悉尼大学第一年的 JAVA类似生命游戏的编程,英文题目!!求人,只有一天了!!哭
大概意思就是:这个程序类似于生命游戏。这游戏有三种情况,比如;
牛 草 空。
如果格子是 空的,
邻居有一个是草,那么在下一次就成为草。如果不是,那么还是草。
如果格子是 牛,
如果牛 过多(邻居在大于等于4个以上) 或者 饥饿(四周没有任何草),下一次都死光。
如果格子是 草
邻居相邻一个牛的话,那么下一次就成为牛。
后面这个老师还给了我们要用probalility的,我看不懂,那块不用上也没关系,只想求主要的怎么做。副本在后面
Write a program to simulate a population of grazers and food in a 易做图 2D world, similar
to Conway’s classic Game of Life.
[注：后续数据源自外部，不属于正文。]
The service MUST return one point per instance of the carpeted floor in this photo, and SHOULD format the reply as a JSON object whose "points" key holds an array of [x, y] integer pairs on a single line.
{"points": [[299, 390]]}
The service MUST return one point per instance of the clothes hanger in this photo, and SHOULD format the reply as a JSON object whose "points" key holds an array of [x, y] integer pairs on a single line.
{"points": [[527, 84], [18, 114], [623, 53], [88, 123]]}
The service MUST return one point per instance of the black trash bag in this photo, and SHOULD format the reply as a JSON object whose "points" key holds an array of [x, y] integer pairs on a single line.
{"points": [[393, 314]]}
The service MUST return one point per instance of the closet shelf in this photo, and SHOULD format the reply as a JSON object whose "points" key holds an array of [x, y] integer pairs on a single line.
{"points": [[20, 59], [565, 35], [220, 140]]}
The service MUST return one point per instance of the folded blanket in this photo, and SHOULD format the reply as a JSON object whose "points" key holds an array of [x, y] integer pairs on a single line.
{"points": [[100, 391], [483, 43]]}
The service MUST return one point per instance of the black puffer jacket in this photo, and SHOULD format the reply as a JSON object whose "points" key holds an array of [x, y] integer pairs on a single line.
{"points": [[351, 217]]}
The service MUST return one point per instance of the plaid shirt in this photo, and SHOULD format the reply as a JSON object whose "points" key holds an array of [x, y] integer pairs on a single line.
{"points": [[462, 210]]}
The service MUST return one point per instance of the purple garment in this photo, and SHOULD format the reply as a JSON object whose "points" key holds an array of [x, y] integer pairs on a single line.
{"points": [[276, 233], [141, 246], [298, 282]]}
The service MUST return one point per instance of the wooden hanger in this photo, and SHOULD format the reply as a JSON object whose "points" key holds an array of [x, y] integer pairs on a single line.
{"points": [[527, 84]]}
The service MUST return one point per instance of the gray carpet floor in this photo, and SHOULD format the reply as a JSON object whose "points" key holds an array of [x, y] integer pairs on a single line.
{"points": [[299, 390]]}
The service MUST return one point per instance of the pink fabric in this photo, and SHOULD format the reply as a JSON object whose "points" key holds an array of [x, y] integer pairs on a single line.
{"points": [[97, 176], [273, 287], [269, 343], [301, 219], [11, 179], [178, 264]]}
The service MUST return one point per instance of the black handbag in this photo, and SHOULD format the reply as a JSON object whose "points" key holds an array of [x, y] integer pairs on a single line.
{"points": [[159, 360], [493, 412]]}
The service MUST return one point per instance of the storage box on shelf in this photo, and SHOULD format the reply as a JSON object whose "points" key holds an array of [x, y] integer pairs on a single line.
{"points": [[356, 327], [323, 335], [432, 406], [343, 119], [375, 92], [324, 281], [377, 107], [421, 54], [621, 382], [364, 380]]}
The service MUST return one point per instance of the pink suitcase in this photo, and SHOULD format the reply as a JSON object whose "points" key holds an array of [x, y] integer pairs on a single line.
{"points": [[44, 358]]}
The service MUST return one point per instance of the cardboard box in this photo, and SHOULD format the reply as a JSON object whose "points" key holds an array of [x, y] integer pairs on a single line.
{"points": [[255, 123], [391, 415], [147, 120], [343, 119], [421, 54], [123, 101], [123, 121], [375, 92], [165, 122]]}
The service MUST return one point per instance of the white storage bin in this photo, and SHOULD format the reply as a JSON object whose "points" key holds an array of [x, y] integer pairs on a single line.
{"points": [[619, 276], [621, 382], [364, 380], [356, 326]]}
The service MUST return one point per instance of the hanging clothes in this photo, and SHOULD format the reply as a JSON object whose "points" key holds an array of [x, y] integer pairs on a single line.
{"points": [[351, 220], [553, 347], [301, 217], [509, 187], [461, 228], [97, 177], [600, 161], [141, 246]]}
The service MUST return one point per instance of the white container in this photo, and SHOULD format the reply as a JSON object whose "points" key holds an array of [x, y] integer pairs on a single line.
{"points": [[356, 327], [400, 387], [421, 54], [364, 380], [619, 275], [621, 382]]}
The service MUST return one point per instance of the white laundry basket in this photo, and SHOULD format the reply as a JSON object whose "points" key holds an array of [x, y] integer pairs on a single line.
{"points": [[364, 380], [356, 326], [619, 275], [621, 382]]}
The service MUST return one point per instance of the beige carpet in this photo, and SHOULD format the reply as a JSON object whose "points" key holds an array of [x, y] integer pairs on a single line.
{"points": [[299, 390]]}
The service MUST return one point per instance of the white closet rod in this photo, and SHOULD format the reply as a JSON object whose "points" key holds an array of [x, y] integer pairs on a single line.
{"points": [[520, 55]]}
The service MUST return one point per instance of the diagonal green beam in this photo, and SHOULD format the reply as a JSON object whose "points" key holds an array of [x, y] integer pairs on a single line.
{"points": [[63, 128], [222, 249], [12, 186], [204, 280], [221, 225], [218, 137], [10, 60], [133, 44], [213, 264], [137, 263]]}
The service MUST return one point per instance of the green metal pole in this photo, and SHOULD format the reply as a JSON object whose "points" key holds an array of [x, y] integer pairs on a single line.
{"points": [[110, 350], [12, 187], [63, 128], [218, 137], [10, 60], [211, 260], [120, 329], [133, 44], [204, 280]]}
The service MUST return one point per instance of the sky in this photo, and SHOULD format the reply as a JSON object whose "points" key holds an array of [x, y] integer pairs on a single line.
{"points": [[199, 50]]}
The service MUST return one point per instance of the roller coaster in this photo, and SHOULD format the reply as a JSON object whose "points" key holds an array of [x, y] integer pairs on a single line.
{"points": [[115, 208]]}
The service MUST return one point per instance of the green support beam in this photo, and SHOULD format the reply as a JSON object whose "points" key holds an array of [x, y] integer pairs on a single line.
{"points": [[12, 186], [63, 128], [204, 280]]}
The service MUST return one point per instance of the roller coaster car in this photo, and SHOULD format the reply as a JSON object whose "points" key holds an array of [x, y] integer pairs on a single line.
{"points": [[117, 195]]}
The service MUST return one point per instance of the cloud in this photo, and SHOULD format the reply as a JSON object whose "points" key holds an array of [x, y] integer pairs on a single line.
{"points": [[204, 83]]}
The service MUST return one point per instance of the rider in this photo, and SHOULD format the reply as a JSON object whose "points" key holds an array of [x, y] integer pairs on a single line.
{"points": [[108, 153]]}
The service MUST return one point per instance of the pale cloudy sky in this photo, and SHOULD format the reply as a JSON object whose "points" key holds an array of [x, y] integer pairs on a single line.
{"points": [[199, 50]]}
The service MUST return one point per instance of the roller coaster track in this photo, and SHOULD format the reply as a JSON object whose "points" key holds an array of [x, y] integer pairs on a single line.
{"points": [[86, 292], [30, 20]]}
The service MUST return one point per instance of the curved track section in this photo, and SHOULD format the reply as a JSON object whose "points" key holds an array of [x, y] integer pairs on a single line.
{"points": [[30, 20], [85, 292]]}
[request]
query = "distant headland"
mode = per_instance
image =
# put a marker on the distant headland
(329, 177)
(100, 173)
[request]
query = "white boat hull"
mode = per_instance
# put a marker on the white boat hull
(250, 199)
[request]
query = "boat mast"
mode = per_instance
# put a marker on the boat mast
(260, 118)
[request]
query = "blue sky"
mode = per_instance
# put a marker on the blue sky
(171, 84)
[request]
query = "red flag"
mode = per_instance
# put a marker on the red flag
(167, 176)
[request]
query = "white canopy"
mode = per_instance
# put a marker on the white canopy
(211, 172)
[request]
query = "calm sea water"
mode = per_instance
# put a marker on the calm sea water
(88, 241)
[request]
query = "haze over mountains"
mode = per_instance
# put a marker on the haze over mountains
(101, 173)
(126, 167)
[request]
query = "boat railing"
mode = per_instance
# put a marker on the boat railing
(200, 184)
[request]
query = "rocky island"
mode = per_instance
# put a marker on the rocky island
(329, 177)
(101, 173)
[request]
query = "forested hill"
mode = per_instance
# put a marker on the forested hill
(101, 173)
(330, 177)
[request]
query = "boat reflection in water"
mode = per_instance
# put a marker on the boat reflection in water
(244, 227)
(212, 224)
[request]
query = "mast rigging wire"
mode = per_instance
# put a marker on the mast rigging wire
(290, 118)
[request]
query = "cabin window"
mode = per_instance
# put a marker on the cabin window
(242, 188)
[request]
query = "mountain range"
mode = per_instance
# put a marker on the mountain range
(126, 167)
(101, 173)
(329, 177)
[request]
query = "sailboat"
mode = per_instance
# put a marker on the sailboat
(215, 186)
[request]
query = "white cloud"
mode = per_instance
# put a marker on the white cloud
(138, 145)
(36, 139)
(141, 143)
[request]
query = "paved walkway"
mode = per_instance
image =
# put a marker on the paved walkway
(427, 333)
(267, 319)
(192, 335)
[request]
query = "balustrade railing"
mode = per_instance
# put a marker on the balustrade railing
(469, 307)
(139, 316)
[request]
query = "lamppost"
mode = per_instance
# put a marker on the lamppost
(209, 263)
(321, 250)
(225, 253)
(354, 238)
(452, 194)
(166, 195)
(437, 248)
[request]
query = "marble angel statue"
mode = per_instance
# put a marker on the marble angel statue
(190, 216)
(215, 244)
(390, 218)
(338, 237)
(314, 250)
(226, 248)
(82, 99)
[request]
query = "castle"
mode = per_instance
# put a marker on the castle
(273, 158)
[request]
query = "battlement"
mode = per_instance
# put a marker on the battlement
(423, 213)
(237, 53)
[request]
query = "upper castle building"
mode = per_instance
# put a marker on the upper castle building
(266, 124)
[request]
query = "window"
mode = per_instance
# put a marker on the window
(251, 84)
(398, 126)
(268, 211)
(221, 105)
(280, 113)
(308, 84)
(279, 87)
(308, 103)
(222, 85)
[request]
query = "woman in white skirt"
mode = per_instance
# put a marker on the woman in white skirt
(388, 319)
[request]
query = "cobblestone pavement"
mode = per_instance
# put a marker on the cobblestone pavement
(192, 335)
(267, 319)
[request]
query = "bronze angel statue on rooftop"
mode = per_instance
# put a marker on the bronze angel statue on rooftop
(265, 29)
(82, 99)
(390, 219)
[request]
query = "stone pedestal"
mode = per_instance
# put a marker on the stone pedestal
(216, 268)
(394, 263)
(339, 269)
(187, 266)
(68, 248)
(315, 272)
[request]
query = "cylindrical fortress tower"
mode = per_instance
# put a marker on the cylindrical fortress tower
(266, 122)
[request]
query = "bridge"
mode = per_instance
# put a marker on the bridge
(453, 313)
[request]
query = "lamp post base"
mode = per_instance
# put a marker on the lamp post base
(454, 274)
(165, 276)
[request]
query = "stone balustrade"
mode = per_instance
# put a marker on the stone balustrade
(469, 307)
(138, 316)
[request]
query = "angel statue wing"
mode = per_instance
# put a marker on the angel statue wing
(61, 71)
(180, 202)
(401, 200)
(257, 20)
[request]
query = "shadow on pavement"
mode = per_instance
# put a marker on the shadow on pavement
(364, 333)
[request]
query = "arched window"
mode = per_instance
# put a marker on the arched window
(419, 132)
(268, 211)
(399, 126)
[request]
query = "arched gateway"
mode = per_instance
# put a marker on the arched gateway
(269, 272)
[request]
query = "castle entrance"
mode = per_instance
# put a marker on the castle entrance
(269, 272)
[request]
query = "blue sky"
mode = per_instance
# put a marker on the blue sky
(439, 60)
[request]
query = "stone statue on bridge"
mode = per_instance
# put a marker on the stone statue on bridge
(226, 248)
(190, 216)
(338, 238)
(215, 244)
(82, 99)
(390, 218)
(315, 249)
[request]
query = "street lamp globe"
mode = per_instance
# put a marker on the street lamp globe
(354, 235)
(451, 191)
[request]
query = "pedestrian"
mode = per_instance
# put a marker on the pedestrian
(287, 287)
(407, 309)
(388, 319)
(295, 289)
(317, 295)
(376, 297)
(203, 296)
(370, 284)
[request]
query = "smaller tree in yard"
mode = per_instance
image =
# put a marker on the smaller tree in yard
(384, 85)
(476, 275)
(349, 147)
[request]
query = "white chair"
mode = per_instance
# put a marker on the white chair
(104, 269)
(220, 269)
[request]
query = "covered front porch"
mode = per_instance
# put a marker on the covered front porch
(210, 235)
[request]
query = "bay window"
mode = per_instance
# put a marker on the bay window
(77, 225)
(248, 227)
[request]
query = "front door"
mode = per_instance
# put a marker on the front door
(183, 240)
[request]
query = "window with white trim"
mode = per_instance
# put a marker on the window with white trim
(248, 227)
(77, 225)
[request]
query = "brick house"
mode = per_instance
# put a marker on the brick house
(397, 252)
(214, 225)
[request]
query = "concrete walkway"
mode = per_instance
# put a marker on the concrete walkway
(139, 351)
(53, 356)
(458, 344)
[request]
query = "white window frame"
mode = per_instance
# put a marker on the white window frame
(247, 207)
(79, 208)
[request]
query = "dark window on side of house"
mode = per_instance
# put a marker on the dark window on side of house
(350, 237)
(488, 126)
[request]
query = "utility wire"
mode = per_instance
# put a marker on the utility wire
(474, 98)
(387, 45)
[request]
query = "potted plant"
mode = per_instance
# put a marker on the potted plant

For the sake of this assignment, food and grazers are both creatures.
This is an example of using cellular automata.
Each tick of the clock, the next state of the cell will be determined by its current state and the states
of its neighbours, according to the following rules:
1. If the cell is EMPTY:
If it is adjacent to at least one Food, it will become Food next turn; Otherwise it will stay as it was.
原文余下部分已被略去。